Coverages and ISO Metadata

From NOAA Environmental Data Management Wiki

When is a Feature a Coverage?

Historically, geospatial tools have been divided into two groups: those that deal well with gridded datasets, termed "raster GIS", and those that deal with vectors and points, termed "vector GIS". This distinction developed through time because of differences between the technologies used to process and display these data types. The distinction does not exist in the conceptual definition of coverages (ISO 19123) which includes both continuous (grids) and discreet coverages (points and vectors) and as integration of tools for managing both data types has increased, this distinction is becoming less important.

The distinction between these two fundamental data types appears in ISO 19115 as two separate instantiations of the MD_ContentInformation object: MD_CoverageDescription for describing several types of grids and MD_FeatureCatalogDescription for describing feature types (vector and point data).

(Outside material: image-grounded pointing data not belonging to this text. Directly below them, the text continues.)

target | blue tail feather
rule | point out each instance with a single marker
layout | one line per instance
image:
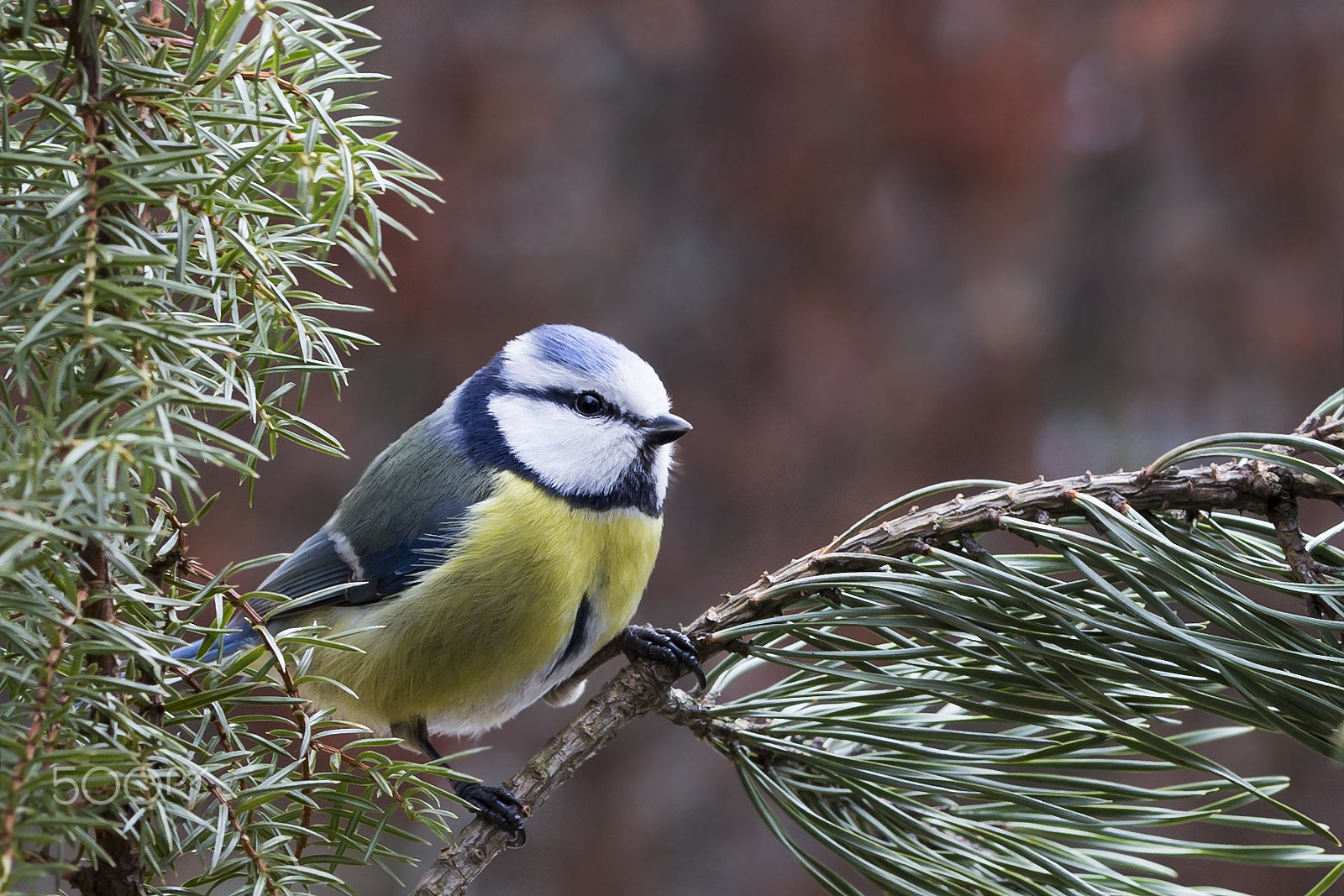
(222, 647)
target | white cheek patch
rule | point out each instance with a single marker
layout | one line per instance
(570, 453)
(631, 383)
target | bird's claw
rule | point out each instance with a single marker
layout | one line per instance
(669, 647)
(495, 805)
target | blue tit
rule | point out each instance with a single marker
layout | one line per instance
(491, 550)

Given the evolution of concepts and tools described above, it seems likely that the division between grids and features will become less important with time. Given this convergence, it seems likely that the content of datasets with MD_SpatialRepresentationTypeCode = vector or tin can be described in the context of a coverage.

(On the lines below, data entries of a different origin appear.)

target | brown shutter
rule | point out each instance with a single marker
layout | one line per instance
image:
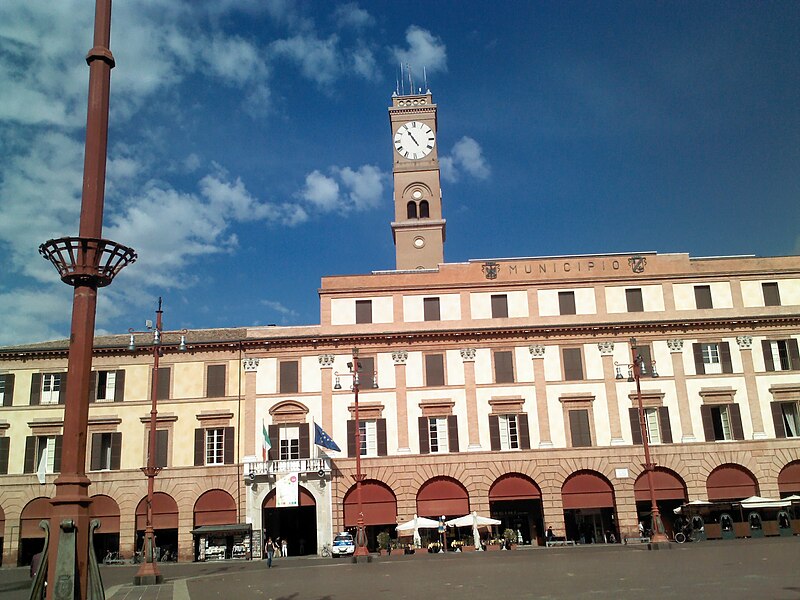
(380, 429)
(119, 386)
(97, 444)
(523, 431)
(794, 354)
(4, 444)
(36, 391)
(424, 436)
(736, 421)
(636, 428)
(29, 465)
(777, 419)
(162, 445)
(699, 365)
(666, 426)
(452, 433)
(494, 432)
(62, 388)
(116, 450)
(57, 454)
(229, 444)
(725, 357)
(8, 394)
(162, 393)
(215, 381)
(274, 452)
(766, 348)
(199, 447)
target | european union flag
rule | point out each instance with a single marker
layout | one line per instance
(323, 439)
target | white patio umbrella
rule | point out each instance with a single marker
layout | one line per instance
(476, 521)
(414, 525)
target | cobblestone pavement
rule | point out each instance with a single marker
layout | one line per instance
(736, 569)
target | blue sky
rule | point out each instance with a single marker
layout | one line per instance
(250, 151)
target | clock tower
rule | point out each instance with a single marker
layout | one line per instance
(418, 227)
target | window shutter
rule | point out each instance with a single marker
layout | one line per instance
(36, 391)
(666, 426)
(424, 436)
(229, 444)
(8, 394)
(97, 443)
(274, 452)
(305, 447)
(162, 445)
(4, 444)
(30, 454)
(452, 433)
(57, 454)
(215, 381)
(725, 357)
(736, 421)
(523, 431)
(380, 429)
(636, 428)
(494, 432)
(116, 450)
(777, 419)
(199, 447)
(119, 386)
(699, 366)
(766, 348)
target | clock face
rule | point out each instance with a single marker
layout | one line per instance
(414, 140)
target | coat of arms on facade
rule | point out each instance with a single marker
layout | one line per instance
(637, 263)
(491, 269)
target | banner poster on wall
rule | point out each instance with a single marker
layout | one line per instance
(286, 491)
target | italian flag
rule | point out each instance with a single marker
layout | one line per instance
(266, 444)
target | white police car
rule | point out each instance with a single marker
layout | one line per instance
(343, 544)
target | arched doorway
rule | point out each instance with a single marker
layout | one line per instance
(379, 505)
(589, 508)
(670, 492)
(31, 536)
(516, 500)
(106, 537)
(165, 523)
(789, 479)
(295, 524)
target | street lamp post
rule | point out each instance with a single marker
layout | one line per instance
(658, 535)
(354, 369)
(148, 573)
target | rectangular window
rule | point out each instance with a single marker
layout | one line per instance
(434, 370)
(580, 431)
(499, 306)
(437, 428)
(504, 367)
(215, 446)
(363, 311)
(566, 303)
(290, 442)
(772, 296)
(573, 364)
(288, 377)
(702, 297)
(431, 309)
(633, 299)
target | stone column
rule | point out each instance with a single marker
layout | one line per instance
(399, 357)
(684, 412)
(326, 389)
(468, 356)
(745, 343)
(540, 385)
(609, 380)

The discussion here focuses on the grid side, but many of the ideas are equally applicable to features which give the values of a set of attributes at a set of locations. Such a dataset could easily be stored in a database or a spreadsheet.

Multi-Dimensional Gridded Datasets

Multi-Dimensional Dataset
Many satellite data sets are made up of multiple gridded parameters packaged together in a single file. A classic example is the NESDIS 50km Sea Surface Temperature product described in the NESDIS Polar Data Users Guide. As described in the guide and shown schematically in Figure Multi-Dimensional Dataset, the product includes physical measurements, auxiliary data, and quality information presented in a series of grids. The files also include a significant amount of scalar and vector information in "header" variables.

Understanding how to describe data like these is critical to adoption of the ISO standard in the satellite community. The approach proposed here is a first step towards that goal. It requires some changes in the standard that are clearly described here.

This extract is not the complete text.